EXPERT INVITÉ. Tout joueur aimerait détenir une carte maîtresse dans son jeu. Posséder une telle carte peut rétablir l’équilibre entre joueurs de force inégale ou encore déterminer l’issu de la partie. Le problème, c’est que certains n’en ont pas dans leur jeu et, pis encore, d’autres l’ont en main, mais ne l’utilisent même pas!
C’est à mes yeux un peu le cas du Québec avec l’aluminium transformé. Le Québec possède une structure industrielle qui s’appuie surtout sur la production et la vente à l’étranger de produits d’aluminium de première transformation.
Cela est très bien, mais la deuxième et la troisième transformation ne sont pas encore exploitées à leur plein potentiel.
Malgré tous les efforts et doléances de l’écosystème québécois de la transformation de l’aluminium, l’impression est que l’on agit, mais sans jamais tirer de toutes les possibilités qui s’offrent à nous.
Pourtant, une analyse sommaire de l’industrie de l’aluminium transformé démontre son potentiel à de créer une richesse durable pour le Québec.
Tout d’abord, les 1 700 transformateurs qui se retrouvent en majorité dans la grande région de Montréal, mais aussi au Saguenay–Lac-Saint-Jean constituent une masse critique non négligeable.
Les 30 000 emplois sont aussi considérables.
Une industrie structurante au Québec
Le sondage réalisé en 2022 par Sous-traitance industrielle Québec (STIQ) auprès des entreprises de l’industrie dans le cadre du 8e baromètre annuel de la transformation de l’aluminium en dit long sur l’impact de cet écosystème.
Ainsi, 81% des répondants prévoyaient développer de nouveaux marchés ou de nouveaux clients en 2023.
De plus, 73% envisageaient de réaliser des investissements en équipements, et 58% de développer de nouveaux produits.
On apprenait aussi que plus de la moitié des entreprises du secteur de la transformation de l’aluminium sont exportatrices, une contribution notoire à la richesse collective du Québec.

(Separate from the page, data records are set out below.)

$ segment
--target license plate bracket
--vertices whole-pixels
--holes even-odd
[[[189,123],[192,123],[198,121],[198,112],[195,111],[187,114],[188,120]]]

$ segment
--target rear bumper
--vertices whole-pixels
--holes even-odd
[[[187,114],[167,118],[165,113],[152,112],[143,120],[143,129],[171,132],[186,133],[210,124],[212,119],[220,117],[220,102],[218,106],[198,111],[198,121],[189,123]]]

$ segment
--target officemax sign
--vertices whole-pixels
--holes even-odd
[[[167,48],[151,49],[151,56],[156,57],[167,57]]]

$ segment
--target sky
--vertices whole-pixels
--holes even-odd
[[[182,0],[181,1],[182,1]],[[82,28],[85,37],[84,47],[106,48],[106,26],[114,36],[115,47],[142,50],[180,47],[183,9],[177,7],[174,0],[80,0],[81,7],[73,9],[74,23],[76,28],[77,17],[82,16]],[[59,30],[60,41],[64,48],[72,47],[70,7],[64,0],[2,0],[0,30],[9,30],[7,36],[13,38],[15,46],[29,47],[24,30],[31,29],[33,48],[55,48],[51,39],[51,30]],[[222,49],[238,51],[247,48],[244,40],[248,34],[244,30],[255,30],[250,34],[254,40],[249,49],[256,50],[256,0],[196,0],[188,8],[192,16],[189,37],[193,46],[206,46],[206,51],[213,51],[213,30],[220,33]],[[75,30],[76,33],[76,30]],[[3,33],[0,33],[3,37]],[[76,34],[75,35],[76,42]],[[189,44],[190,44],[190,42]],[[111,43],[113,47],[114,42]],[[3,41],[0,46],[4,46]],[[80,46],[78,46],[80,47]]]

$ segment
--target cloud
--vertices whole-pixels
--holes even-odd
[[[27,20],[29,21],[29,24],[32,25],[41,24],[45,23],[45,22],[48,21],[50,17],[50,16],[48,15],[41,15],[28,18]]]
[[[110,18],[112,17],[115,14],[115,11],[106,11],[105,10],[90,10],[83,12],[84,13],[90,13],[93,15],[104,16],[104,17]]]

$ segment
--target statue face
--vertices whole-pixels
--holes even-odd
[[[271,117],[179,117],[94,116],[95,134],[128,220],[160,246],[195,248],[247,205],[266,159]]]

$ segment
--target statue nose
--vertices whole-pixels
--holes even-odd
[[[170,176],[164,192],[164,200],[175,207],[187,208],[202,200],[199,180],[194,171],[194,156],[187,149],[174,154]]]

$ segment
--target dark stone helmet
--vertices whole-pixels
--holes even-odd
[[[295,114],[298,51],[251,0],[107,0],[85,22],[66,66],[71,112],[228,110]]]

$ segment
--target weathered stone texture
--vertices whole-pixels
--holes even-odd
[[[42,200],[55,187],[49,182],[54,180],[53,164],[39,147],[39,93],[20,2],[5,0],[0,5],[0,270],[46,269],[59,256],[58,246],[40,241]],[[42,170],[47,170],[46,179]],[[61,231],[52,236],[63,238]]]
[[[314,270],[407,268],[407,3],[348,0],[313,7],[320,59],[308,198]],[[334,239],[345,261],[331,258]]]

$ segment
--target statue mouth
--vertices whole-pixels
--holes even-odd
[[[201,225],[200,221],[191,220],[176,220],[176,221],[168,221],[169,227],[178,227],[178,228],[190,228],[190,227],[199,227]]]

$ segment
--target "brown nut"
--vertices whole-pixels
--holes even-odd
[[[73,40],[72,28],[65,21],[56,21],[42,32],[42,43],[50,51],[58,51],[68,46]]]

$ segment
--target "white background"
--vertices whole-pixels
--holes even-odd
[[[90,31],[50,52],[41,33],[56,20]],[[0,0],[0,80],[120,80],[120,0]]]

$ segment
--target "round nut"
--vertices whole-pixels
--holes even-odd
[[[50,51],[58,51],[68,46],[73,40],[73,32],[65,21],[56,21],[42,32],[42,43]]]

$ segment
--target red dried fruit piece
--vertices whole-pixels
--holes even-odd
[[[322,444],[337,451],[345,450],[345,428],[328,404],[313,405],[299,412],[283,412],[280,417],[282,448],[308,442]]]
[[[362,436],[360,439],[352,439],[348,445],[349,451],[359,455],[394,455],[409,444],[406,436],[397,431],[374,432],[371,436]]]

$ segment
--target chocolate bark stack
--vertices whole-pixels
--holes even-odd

Si on veut en rajouter, 59% des entreprises répondantes ont pris des engagements pour réduire leur empreinte environnementale au cours des trois dernières années.
Ces statistiques démontrent bien la vigueur, le grand potentiel et l’ambition de l’industrie.
De plus, les secteurs du matériel de transport (automobiles, véhicules spéciaux, aéronautique...) sont en quête de matériaux plus légers et aérodynamiques tel que l’aluminium.
La demande est également en croissance pour les bâtiments, les infrastructures et ouvrages d’art. De plus notre aluminium produit au Québec est vert foncé et se trouve à portée de main dans la mesure où on peut développer une masse critique pour les alumineries.
Mais qu’est-ce qui fait qu’on semble ne pas être en mesure de générer le même engouement qu’avec la filière batterie, un secteur nouveau, qui est sans surprise risqué et exigeant d’importants capitaux?
Cette filière porteuse, avec raison, attire une grande part de l’attention gouvernementale présentement.
I have a dream…
Rêvons un peu.
Et si la transformation de l’aluminium devenait également une très grande priorité gouvernementale, et que l’on développait des projets phares et structurants pour l’industrie, comme s’outiller pour mieux réussir en deuxième transformation avec de grandes presses, sans parler du fort potentiel de la troisième transformation?
De plus, n’oublions pas que les transformateurs québécois d’aluminium contribuent déjà à l’essor de la filière batterie.
Cela exigerait aussi des partenariats avec de grands joueurs mondiaux qui pourraient s’installer au Québec, ainsi que des investissements dans les entreprises d’ici qui exportent déjà et servent les donneurs d’ordre parmi les plus exigeants sur la planète.
Un tel projet solliciterait encore davantage le leadership de la grappe AluQuébec et un alignement des efforts de l’écosystème de l’aluminium dans une grande mobilisation.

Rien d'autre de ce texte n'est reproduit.